That autism also happens in higher numbers in children from multiple pregnancies, who are also much more likely to be premature, suggests to me that prematurity may indeed be a contributing factor in some cases.
Unless you had an immunodeficiency disorder, this is not a credible scenario. A defective vaccine would have caused an outbreak traceable to the vaccine.
This was very early in the history of the vaccine.

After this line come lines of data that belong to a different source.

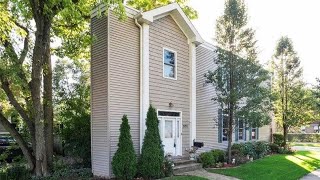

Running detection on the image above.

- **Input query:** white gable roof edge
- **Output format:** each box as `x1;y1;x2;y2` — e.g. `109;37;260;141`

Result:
138;3;204;45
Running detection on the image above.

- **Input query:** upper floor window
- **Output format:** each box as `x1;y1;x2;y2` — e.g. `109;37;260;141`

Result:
163;48;177;79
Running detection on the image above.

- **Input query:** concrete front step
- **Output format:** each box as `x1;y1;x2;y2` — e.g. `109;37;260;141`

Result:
173;163;202;175
173;159;196;166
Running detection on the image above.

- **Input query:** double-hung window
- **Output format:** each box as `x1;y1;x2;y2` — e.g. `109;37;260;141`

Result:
251;127;257;140
222;113;229;141
163;48;177;79
238;119;244;140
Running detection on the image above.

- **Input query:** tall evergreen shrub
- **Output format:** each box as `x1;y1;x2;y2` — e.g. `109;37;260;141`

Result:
139;105;164;179
112;115;137;179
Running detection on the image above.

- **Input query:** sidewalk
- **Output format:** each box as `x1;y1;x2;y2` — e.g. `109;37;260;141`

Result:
176;169;239;180
300;169;320;180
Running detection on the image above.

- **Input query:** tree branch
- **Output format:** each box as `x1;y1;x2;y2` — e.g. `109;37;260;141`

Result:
0;111;35;170
0;78;34;131
12;21;30;63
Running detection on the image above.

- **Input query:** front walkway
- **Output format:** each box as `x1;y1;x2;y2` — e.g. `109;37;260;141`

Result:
176;169;239;180
292;146;320;152
300;169;320;180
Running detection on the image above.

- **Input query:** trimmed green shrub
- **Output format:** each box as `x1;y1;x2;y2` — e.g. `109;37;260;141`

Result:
244;142;256;158
287;133;320;143
231;143;246;156
112;115;137;180
211;149;225;163
273;133;285;147
199;152;215;168
139;105;164;179
254;141;269;158
269;143;280;153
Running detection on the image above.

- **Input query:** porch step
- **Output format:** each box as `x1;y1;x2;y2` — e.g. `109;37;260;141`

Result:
173;163;202;174
173;159;196;166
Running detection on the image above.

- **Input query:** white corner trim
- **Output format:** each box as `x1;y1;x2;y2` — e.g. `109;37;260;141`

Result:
163;47;178;80
189;42;197;146
140;23;150;152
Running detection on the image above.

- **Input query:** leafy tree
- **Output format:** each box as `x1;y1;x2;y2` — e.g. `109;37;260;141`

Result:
139;105;164;179
314;78;320;113
53;59;91;166
127;0;198;19
0;0;125;176
272;36;316;146
112;115;137;180
206;0;272;163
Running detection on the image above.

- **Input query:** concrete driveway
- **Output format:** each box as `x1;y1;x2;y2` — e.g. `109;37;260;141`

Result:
292;146;320;152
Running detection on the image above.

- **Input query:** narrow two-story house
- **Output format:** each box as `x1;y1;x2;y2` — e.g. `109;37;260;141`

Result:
91;3;272;178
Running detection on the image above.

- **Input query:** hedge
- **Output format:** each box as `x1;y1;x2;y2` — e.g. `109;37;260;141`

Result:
287;133;320;142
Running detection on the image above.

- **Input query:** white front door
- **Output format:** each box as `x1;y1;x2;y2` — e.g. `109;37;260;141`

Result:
159;115;182;156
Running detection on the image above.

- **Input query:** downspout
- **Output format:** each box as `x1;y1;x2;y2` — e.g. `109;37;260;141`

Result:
134;17;143;153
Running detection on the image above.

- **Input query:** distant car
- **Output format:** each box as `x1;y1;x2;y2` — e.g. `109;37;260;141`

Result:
0;136;23;163
0;136;15;147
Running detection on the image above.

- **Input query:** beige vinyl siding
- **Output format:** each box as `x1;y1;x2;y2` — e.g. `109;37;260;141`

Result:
196;44;228;151
91;15;110;177
196;44;272;152
258;125;271;141
108;12;140;165
149;15;191;154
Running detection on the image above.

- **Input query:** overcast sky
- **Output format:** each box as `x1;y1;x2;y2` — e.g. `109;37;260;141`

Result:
189;0;320;85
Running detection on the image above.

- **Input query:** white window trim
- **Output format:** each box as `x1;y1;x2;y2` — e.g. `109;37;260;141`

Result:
163;47;177;80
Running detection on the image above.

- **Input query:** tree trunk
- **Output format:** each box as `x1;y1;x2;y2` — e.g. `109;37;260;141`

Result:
0;113;35;170
31;16;52;176
283;124;288;147
43;42;54;172
227;103;234;164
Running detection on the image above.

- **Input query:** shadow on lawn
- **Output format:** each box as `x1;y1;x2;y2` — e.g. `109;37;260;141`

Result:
209;152;320;180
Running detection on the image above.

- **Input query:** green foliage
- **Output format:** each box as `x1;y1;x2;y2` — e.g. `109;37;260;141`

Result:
112;115;137;180
268;143;280;153
139;105;164;179
53;59;91;167
232;141;269;159
273;133;285;147
206;0;272;163
272;36;316;144
126;0;198;19
163;156;174;177
0;164;31;180
287;133;320;143
254;141;269;158
199;152;216;168
211;149;225;163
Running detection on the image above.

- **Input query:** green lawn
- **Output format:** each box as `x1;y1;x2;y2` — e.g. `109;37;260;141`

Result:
290;142;320;147
209;151;320;180
162;176;208;180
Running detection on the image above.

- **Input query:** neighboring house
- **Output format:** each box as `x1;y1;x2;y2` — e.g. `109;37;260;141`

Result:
91;3;272;178
301;121;320;133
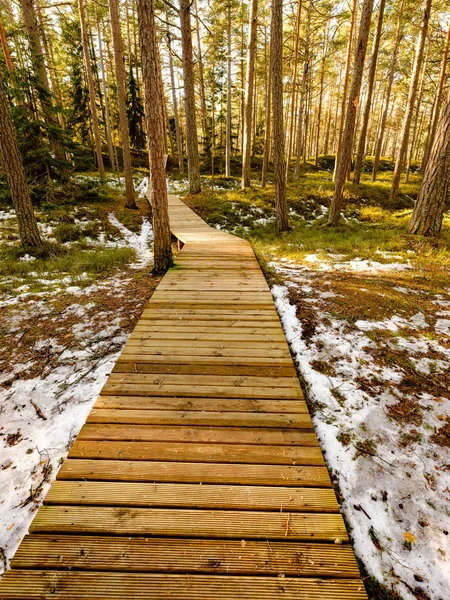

It was a live attenuated vaccine. My cohort was told we needed to be revaccinated because the vaccine wasn’t uniformly produced, and some batches were too attenuated to work properly. While it might just have been that my brother had traditional measles symptoms and i was sick for a month due to a weird immune response, it also seems plausible that our batch wasn’t attenuated enough and we caught measles.
It is because i was afraid it was a weird immune response, and not a case of measles, that i got tested for immunity, though.
Back in the early days of polio vaccines, there was The Cutter Incident, where a batch containing a strain of super-strength polio virus accidentally made its way into the live-virus vaccine pool. I can’t believe it isn’t better known, although I’ll grant that it’s faded into the mist of medical history.
There were multiple problems leading to the tragedy, including failure by Cutter to inactivate vaccine virus and insufficient safety testing. Paul Offit explains what happened in this book.
I’ve read it. It was a failure on multiple levels.
The issue is addressed in the PBS “American Experience” program about polio, but don’t watch the snipped 1-hour version. Watch the full 2-hour program to get more of the story.